I just had my blood work before starting keto in may and everything was perfect. I’ve also noticed my fasting glucose is higher than normal (102). Literally 95% of my carbs are from vegetables. Also 20 g net or all together. I cut my carbs down starting yesterday and did raise my fat a bit. I have one ketone strip left so I’m going to check in a few days. What changes would you make first?


#6

What was your fasting insulin when tested?

What is the other 5%? Stuff like bits and bobs in dairy etc. I am guessing? The insulin is a useful thing to know because it will give you good indication of your insulin resistance. If you are IR then dropping carbs could be the key to getting into ketosis. Is that 30g net or total? If you have good insulin sensitivity and are as active as you are, that level of carbs should bot be holding you back as much as it is. Is there anything else going on to impact fasting glucose? Stress? Sleep problems?


(Dasha ) #7

It my BG was 102 this morning but 90 a few hours after carb free lunch. The other 5% coming from dairy and sometimes nuts. I eat up to 30 net and I’m always under 50 total. I’ll post screen shots of today’s food diary but I didn’t eat my regular amount of veggies. I checked my ketones today and it was 0.4 a few hours after lunch. I’m always hungry. I’m losing weight and body fat because of simple CICO but I’d like to be able to stop taking my ADHD medication eventually and losing weight faster would be great :joy:


(Dasha ) #8

I don’t track my strength training. What’s listed as activity is what’s tracked automatically.


(Dasha ) #9

My goal is to build muscle while lowering my total BF %.


(Dasha ) #10

Sounds like good advice. My trainer is pushing me towards high protein and low carb but I’m always tired and starving when I do this version of low carb. Cutting out veggies is so hard for me. I posted a screen shot of today. Am I in the right track?ill post nutrients from today as well.


(Edith) #11

I don’t know what you LBM is but for me, I am finding if I eat more than 75g of protein for the day, my morning blood ketones are always borderline for being in nutritional ketosis. You may be eating too much protein.
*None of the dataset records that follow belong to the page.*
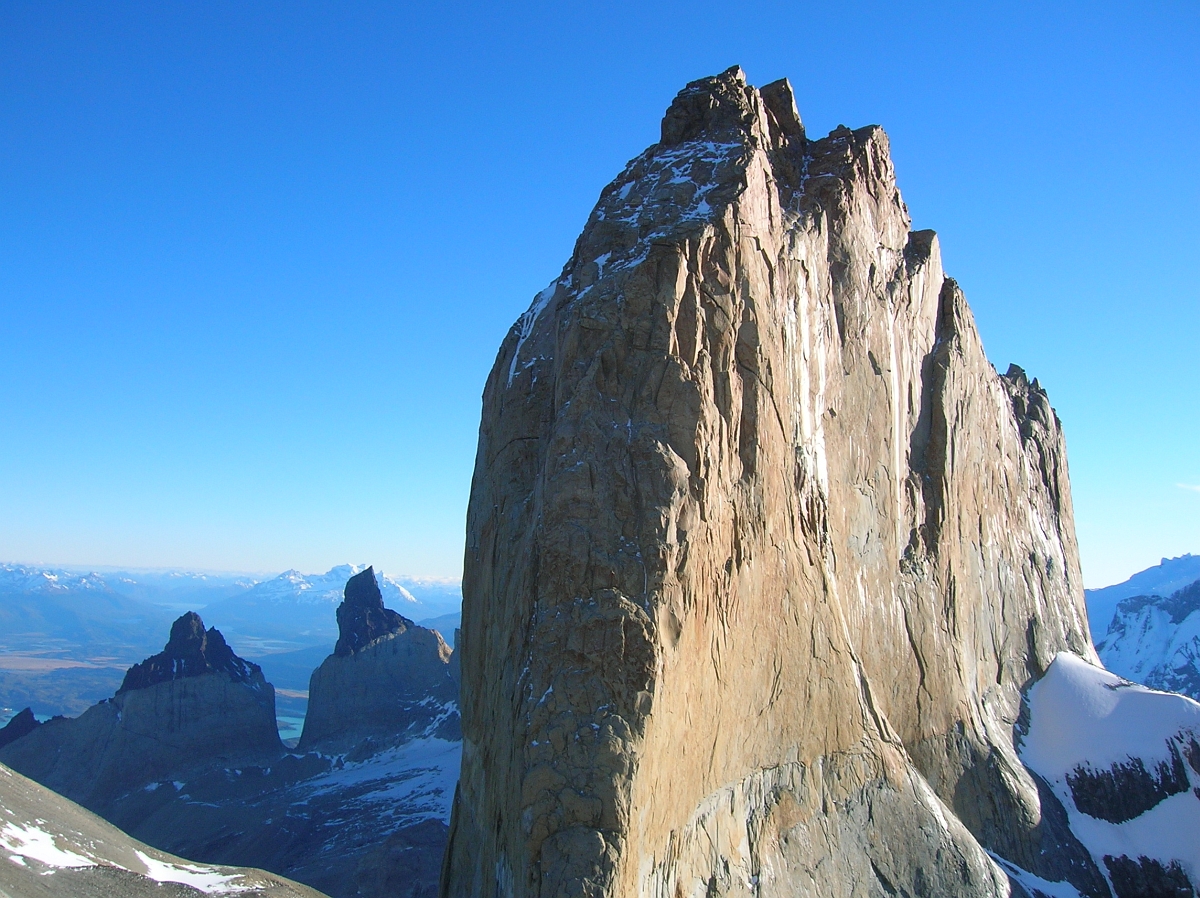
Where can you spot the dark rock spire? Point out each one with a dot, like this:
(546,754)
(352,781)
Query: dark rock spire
(361,617)
(190,652)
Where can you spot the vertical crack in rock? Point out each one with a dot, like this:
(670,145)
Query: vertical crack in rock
(761,551)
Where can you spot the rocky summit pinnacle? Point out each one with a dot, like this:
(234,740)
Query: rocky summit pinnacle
(190,652)
(762,554)
(361,617)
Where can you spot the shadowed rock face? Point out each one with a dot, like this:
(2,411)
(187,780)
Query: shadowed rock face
(761,551)
(190,652)
(361,617)
(388,681)
(192,704)
(23,724)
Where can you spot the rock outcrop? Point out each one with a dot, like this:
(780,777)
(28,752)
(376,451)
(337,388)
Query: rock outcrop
(361,617)
(52,848)
(761,551)
(191,652)
(190,705)
(1125,761)
(388,680)
(22,724)
(1156,640)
Also, are you getting enough salt? Salt needs go up on the ketogenic diet. Since you work out a lot, that will increase your salt need even more. Too low salt in take makes me hungry.

Let us know what you end up finding about what works for you.

Edith


(KCKO, KCFO 🥥) #12

Some great advice here already. Only things I would add:

  1. eat fatty meats for your protein. That will probably help with hunger and the ketones.
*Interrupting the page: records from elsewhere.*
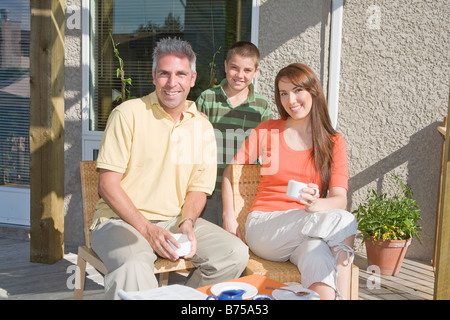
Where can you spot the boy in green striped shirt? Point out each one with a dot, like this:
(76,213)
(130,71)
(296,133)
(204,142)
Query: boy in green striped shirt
(233,108)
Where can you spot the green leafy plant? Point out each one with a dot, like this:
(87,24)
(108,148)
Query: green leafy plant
(120,73)
(389,217)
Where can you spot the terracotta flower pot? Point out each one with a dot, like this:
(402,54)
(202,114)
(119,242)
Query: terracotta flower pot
(388,255)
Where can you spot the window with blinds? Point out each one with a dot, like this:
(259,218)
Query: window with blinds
(14,92)
(133,27)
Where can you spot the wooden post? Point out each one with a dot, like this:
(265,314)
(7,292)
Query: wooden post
(47,130)
(442,274)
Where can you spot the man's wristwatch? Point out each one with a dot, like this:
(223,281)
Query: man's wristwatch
(184,220)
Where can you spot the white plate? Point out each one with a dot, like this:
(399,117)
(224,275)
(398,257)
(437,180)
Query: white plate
(250,290)
(286,295)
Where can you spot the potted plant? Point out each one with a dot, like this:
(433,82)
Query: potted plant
(388,224)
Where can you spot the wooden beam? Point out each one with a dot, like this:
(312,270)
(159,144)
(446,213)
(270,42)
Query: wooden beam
(442,276)
(47,130)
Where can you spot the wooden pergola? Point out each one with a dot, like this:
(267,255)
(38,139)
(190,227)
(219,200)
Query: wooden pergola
(47,147)
(47,130)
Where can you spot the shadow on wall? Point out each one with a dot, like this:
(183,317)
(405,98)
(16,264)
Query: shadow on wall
(422,155)
(280,28)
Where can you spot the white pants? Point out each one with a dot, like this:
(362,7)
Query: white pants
(303,238)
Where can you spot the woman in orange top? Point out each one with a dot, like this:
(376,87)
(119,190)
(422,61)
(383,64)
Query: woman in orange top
(313,230)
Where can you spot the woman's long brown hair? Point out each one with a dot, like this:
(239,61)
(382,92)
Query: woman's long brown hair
(322,130)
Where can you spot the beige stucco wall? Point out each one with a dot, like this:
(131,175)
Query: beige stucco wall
(393,87)
(393,94)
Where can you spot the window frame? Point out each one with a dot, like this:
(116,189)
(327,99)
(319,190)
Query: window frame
(90,138)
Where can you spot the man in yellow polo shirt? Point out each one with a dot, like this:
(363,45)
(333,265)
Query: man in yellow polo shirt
(157,164)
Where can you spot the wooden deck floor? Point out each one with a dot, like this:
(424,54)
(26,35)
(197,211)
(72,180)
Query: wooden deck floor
(22,279)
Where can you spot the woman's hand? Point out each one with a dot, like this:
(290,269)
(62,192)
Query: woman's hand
(309,197)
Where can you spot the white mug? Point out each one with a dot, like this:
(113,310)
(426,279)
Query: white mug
(295,189)
(185,244)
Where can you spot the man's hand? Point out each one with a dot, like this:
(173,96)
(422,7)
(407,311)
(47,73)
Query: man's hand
(231,225)
(187,227)
(158,237)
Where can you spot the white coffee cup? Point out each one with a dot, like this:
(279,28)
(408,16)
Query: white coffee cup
(295,189)
(185,244)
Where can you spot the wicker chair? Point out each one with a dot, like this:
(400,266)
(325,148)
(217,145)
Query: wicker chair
(89,183)
(244,181)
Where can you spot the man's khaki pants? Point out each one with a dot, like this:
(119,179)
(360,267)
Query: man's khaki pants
(130,259)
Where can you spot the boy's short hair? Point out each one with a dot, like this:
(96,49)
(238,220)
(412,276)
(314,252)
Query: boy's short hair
(245,49)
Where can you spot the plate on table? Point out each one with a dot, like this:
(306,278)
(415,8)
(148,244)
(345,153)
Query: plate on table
(286,295)
(250,291)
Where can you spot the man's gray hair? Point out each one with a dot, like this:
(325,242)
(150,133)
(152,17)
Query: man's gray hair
(174,46)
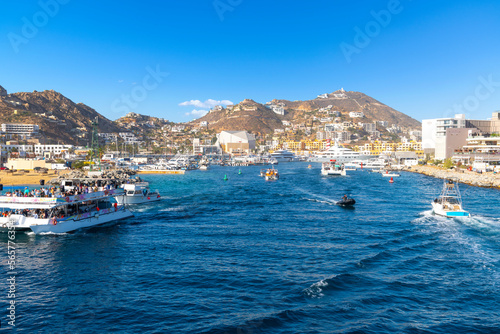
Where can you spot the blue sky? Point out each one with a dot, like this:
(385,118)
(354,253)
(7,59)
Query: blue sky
(174,59)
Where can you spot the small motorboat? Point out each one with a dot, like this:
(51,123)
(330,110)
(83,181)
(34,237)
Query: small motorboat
(449,203)
(346,201)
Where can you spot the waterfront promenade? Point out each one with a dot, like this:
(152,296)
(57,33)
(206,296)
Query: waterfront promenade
(464,176)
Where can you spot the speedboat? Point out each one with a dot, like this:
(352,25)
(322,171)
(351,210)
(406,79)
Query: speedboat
(346,201)
(339,154)
(390,174)
(137,193)
(284,156)
(62,212)
(332,168)
(449,202)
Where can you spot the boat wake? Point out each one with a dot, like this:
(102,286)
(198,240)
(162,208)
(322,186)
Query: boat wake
(318,198)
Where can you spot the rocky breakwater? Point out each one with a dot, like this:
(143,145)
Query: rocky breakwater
(117,175)
(487,180)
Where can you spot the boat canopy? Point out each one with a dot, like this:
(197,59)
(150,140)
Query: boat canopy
(49,202)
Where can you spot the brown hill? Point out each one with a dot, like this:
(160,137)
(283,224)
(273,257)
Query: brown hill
(59,118)
(346,102)
(248,115)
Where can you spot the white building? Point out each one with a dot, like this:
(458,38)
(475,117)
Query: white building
(434,133)
(369,127)
(20,129)
(236,142)
(356,114)
(54,149)
(279,110)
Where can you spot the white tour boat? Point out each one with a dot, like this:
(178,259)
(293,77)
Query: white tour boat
(449,203)
(390,174)
(272,175)
(332,168)
(61,214)
(284,156)
(138,193)
(339,154)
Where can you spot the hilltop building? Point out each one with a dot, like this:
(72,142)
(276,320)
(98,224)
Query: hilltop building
(236,142)
(26,130)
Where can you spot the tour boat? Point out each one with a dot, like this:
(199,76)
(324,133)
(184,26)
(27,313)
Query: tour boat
(339,154)
(449,203)
(272,175)
(390,174)
(138,193)
(61,214)
(283,156)
(332,168)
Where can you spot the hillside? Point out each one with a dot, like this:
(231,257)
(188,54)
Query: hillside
(346,102)
(59,118)
(248,116)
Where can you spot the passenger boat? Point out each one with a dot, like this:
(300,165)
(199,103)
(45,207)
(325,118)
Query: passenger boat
(449,202)
(339,154)
(283,156)
(138,193)
(346,201)
(61,214)
(332,168)
(390,174)
(272,175)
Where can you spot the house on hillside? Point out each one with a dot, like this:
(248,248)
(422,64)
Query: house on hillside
(236,142)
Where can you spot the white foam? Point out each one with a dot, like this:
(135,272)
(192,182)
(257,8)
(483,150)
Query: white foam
(316,289)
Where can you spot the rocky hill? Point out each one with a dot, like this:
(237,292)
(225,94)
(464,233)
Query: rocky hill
(247,115)
(59,118)
(260,119)
(346,102)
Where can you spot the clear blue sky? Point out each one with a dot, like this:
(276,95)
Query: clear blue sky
(421,58)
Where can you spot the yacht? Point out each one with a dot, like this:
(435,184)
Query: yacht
(339,154)
(332,168)
(449,203)
(284,156)
(61,213)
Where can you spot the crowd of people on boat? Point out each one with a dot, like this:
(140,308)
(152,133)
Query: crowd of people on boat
(55,191)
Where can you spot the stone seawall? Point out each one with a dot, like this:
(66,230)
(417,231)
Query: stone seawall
(487,180)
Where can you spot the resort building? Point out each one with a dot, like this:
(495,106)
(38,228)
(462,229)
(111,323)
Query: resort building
(444,136)
(26,130)
(236,142)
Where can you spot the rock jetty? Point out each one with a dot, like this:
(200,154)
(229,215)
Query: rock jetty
(488,180)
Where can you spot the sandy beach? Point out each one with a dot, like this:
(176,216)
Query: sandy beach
(28,178)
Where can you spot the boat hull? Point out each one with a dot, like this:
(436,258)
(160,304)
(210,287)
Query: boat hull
(73,224)
(137,199)
(449,212)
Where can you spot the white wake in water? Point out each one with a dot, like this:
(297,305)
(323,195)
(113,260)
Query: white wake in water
(317,198)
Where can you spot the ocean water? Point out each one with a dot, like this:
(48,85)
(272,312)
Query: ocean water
(250,256)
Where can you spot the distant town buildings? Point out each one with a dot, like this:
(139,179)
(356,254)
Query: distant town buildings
(236,142)
(26,130)
(356,114)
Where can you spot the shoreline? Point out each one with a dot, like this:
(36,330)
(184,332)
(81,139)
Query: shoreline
(31,178)
(484,180)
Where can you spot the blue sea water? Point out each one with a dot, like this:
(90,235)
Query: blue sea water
(250,256)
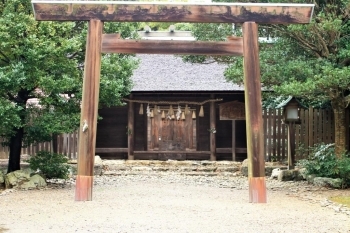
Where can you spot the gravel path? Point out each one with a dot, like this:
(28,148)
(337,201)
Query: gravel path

  2. Strips are not that accurate. You might want to start using a breathalyzer or ketone blood meter. Atkins began telling people not to rely on strips over 10 yrs. ago, Dehydration really effects their readings as I learned from personal experience before switching to my breathalyzer.

All the best on sorting it out.


(Dasha ) #13

I’m using blood ketone meter :slight_smile:


(Allie) #14

I would try dropping protein. Even with my training schedule and generally active lifestyle, I don’t need more than about 75g daily and cope fine on even as low as 50g.


(Adrian Russell) #15

I’m not one of the zero carb, no veggies people at all, I also like and eat veggies, I just try to eat ones that are relatively low in carbs and high in fibre to reduce the net carbs yet still get some of the benefits of veggies. I have the same problem as you in that I train extensively with weights yet have a terrible time building muscle mass. In the past, prior to keto when I upped my carbs and protein I put on size but at the cost of poor blood sugar control. I’ve lost some muscle mass but am still quite strong and now have good BG numbers. I have to keep in mind what’s more important, to me anyway.


(Dasha ) #16

@Adrian_Russell what are your go to veggies? Mine is mostly zucchini. I cut down on tomato and cucumbers. I also LOve squash. I only prep meat so it’s easy to dump it on zoodles and mix with oil and avocado but I’m finding that I’m over my macros all the time.


(Davey B ) #17

I’ve been doing Keto for 11 months and happily counting on my first anniversary in October! I found it easier to kill off the carbs than I did to keep the protein in check - It seems so much of my fat is connected to equal amounts of protein (almost gram for gram), like cheese, steak, pork chops, eggs, bacon, etc.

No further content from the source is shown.